4 Effective Ways to Resolve Stress Incontinence (pegged to National Bladder Health Awareness Month)

November is National Bladder Health Awareness Month, an ideal time to focus on a frequently experienced but often under-discussed issue: stress incontinence. Stress incontinence is the most common type of urinary incontinence, affecting as many as one in three people who were assigned female gender at birth. Men may also experience stress incontinence, but it’s far less common.

Here at Buschemeyer Urology, we see patients with all types of urinary incontinence. We want to help save you the frustration and embarrassment associated with stress urinary incontinence. 

Here are four ways that our team suggests you use to manage and maybe even resolve your stress incontinence and improve your quality of life. 

About stress urinary incontinence

Stress urinary incontinence describes the involuntary leakage of urine during physical activities that put pressure on your abdomen and subsequently on your bladder. These include activities like coughing, sneezing, laughing, jumping, or lifting heavy objects. 

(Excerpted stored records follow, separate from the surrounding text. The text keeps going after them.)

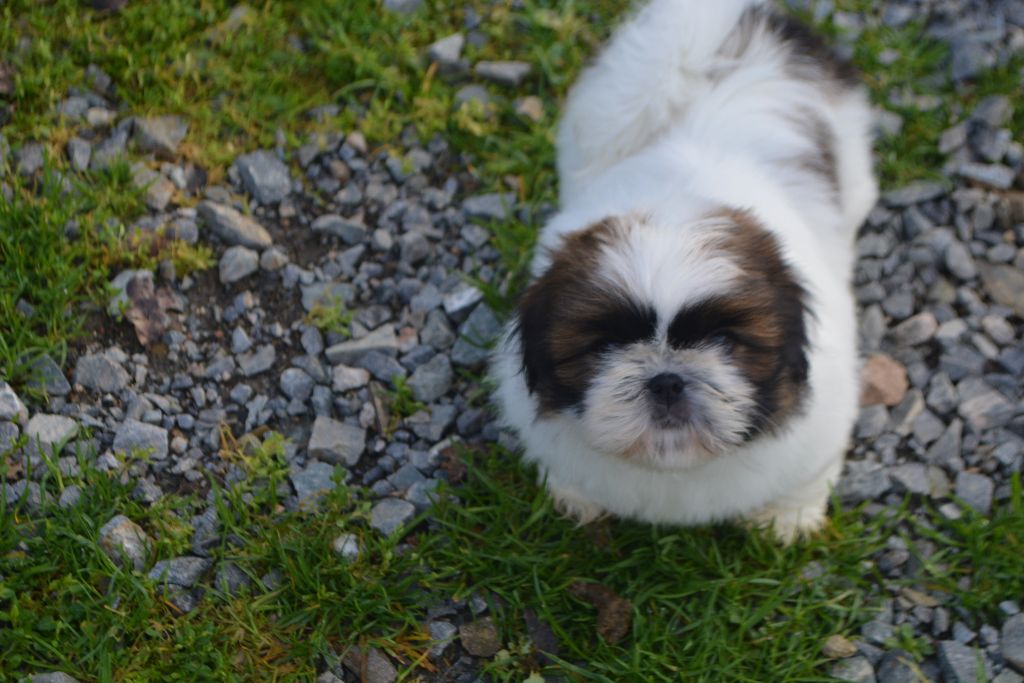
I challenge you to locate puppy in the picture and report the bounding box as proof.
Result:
[493,0,878,542]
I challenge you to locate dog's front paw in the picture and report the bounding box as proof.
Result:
[548,486,609,526]
[743,504,827,546]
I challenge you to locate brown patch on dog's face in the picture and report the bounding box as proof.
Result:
[519,218,656,413]
[669,211,808,432]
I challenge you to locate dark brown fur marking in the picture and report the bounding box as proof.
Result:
[519,218,655,412]
[722,210,808,422]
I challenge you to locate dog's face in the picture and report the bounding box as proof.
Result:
[518,210,808,469]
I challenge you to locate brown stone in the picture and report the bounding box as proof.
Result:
[860,353,909,407]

Stress incontinence occurs when the muscles and tissues that support the bladder and control the release of urine become weakened or damaged, leading to the accidental release of urine.

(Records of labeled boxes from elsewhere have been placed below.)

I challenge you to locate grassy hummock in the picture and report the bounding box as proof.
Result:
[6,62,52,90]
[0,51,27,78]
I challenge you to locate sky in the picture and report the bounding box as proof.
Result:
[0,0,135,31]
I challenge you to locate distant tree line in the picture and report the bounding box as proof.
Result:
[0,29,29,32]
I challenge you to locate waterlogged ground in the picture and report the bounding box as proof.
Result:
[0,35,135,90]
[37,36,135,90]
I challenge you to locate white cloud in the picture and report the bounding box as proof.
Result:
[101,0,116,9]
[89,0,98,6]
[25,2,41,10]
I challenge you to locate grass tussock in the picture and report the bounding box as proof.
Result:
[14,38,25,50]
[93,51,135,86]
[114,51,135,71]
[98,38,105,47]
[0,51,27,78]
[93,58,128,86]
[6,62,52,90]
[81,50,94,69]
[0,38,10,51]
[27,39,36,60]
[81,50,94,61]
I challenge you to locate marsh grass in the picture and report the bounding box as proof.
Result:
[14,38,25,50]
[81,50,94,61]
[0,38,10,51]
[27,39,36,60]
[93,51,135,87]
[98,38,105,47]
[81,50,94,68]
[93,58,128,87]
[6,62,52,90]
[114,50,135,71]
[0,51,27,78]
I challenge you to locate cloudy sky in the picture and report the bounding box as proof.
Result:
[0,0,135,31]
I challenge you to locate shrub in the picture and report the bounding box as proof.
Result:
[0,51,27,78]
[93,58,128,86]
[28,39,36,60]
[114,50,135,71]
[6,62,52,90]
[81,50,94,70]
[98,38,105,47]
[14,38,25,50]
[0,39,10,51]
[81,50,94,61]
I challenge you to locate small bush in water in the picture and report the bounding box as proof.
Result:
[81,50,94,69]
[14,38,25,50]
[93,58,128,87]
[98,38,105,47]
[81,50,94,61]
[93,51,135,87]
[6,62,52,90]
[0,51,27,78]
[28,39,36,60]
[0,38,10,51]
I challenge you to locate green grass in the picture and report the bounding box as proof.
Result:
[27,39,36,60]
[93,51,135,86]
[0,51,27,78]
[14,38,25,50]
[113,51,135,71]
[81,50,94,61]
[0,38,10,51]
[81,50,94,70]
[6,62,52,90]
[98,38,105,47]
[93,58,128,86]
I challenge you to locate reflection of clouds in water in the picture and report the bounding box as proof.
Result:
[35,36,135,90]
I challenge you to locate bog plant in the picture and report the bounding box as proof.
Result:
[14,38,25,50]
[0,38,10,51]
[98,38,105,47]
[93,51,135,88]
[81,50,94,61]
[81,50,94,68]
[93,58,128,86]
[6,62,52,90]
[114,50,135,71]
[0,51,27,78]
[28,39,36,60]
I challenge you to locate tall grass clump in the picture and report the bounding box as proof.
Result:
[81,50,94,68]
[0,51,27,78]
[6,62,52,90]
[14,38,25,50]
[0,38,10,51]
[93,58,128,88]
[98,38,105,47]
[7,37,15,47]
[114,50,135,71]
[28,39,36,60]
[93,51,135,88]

Women are particularly susceptible to developing stress incontinence because pregnancy and childbirth, menopause, and uterine prolapse all increase its risk. Other risk factors include obesity, chronic coughing, diabetes, and prostate surgery (in men).

Stress urinary incontinence isn’t just a nuisance. It’s embarrassing and negatively affects your quality of life, making you self-conscious during routine activities like laughing or exercising. 

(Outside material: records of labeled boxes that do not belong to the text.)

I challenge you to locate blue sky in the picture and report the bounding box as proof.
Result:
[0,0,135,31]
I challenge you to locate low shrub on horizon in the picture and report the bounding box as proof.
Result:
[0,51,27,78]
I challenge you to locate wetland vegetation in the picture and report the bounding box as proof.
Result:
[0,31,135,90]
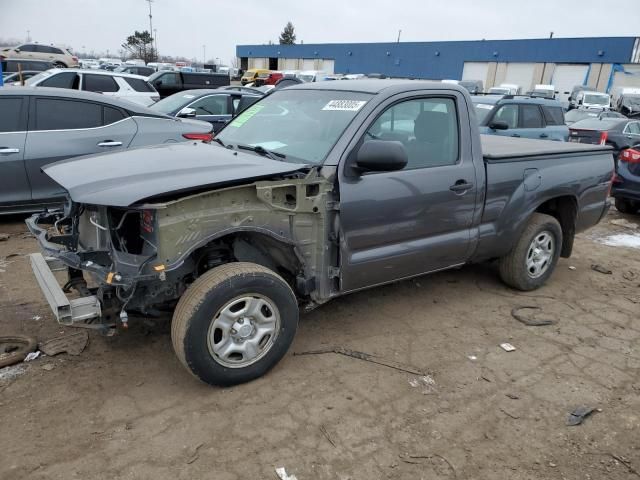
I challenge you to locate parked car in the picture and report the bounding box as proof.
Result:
[114,65,156,77]
[615,88,640,117]
[27,80,613,385]
[151,89,263,132]
[26,68,160,106]
[488,83,521,95]
[471,95,569,142]
[253,72,284,87]
[240,68,269,86]
[564,108,627,125]
[569,118,640,159]
[0,87,211,214]
[2,70,40,85]
[529,84,556,100]
[0,56,53,78]
[0,43,78,70]
[148,70,231,98]
[611,146,640,213]
[575,90,611,110]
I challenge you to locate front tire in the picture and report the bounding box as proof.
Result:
[171,262,299,386]
[499,213,562,291]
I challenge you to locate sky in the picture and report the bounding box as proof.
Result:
[0,0,640,64]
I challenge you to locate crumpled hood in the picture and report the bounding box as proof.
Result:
[42,142,306,207]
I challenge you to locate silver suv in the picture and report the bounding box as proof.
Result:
[0,43,78,68]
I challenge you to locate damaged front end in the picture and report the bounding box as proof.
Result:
[26,201,165,331]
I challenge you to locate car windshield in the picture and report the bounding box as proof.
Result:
[473,103,495,124]
[583,93,609,106]
[564,109,598,122]
[149,93,196,115]
[216,89,371,165]
[24,71,52,87]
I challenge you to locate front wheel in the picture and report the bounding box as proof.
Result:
[499,213,562,291]
[171,262,298,386]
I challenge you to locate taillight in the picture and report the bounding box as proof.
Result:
[620,148,640,163]
[599,132,609,145]
[182,133,213,142]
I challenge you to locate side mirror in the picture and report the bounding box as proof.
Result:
[489,120,509,130]
[177,107,196,118]
[355,140,407,172]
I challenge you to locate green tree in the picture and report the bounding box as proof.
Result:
[122,30,158,63]
[280,22,296,45]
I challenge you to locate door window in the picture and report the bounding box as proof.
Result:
[520,105,544,128]
[492,103,518,128]
[0,97,22,132]
[190,95,229,115]
[39,72,79,89]
[83,73,119,92]
[35,98,102,130]
[365,98,459,170]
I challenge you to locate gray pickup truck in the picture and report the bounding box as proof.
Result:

Although you can wear incontinence products, they’re not always comfortable or accessible. 

1. Pelvic floor exercises as a solution for stress incontinence

Pelvic floor exercises, often known as Kegel exercises, are a helpful way to manage and sometimes resolve stress incontinence. These exercises strengthen the muscles that support your bladder and help control urine flow. You can improve their tone and function by consistently working on your pelvic floor muscles.

We can help you learn how to perform these exercises and prescribe a schedule for their practice so you see results. It may take several weeks or even months to experience noticeable improvements.

2. Lifestyle Modifications for stress incontinence

Certain lifestyle modifications can significantly reduce the symptoms of stress incontinence. These include:

Weight management

Carrying excess weight places additional stress on the pelvic floor muscles and bladder. Losing weight through a balanced diet and regular exercise can alleviate symptoms. We can help.

Avoiding irritants

Avoid bladder irritants like caffeine, alcohol, spicy foods, and artificial sweeteners, as they can trigger stress incontinence. 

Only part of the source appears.